In his paper, Los Alamos Associate Director for Nuclear Weapons Steve Younger states that "[i]t is often, but not universally, thought that nuclear weapons would only be used in extremis, when the nation is in the gravest danger.....This may not be true in the future." (p. 2) "Current plans call for [existing high-yield U.S. nuclear weapons systems] to be retained essentially indefinitely." (p.12) But Younger goes on to argue that "[s]uch a reliance on high-yield strategic weapons could lead to 'self-deterrence.' " (p. 13) This echoes statements recently made by Sandia Lab Director Paul Robertson as well.

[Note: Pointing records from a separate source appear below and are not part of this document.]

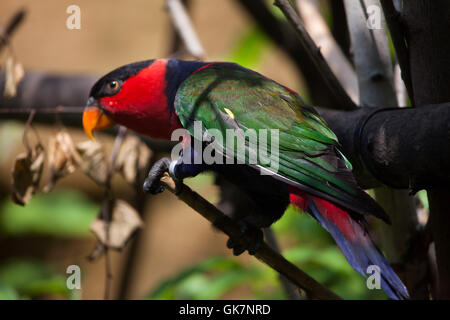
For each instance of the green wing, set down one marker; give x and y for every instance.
(227, 96)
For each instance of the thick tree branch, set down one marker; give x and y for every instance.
(402, 147)
(403, 160)
(265, 253)
(426, 23)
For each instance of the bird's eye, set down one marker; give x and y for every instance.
(113, 86)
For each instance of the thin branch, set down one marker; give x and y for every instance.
(316, 56)
(14, 22)
(393, 19)
(290, 289)
(183, 25)
(265, 253)
(318, 29)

Younger presents various future scenarios of nuclear and nonnuclear strategic forces (and mixes thereof), among which is the design and deployment of "a new set of nuclear weapons that do not require nuclear testing to be certified. Such weapons might be, but do not need be, based on simple gun-assembled uranium designs [like the Hiroshima bomb] that do not require a plutonium infrastructure......." (p. 15) "Plutonium pit production can be maintained at a small rate at Los Alamos, but any stockpile above about one thousand weapons will require the construction of a new large production plant to replace the Rocky Flats facility, which ceased production in 1989. Should the country go to a precision low-yield nuclear force that is based on uranium rather than plutonium, the cost of the large pit-production facility could be avoided, and the remaining high-yield weapons that did employ plutonium pits could be supported by a modified Los Alamos plutonium facility." (p. 18)

On a final note, Younger declares that "[i]t is almost impossible to conceive of technological and political developments that would enable the United States to meet its defense needs in 2020 without nuclear weapons." (p. 16) Clearly his statement flies in the face of international political developments of three decades ago, when the U.S. and the other nuclear weapons powers pledged in the NonProliferation Treaty to enter into serious negotiations leading to total nuclear disarmament.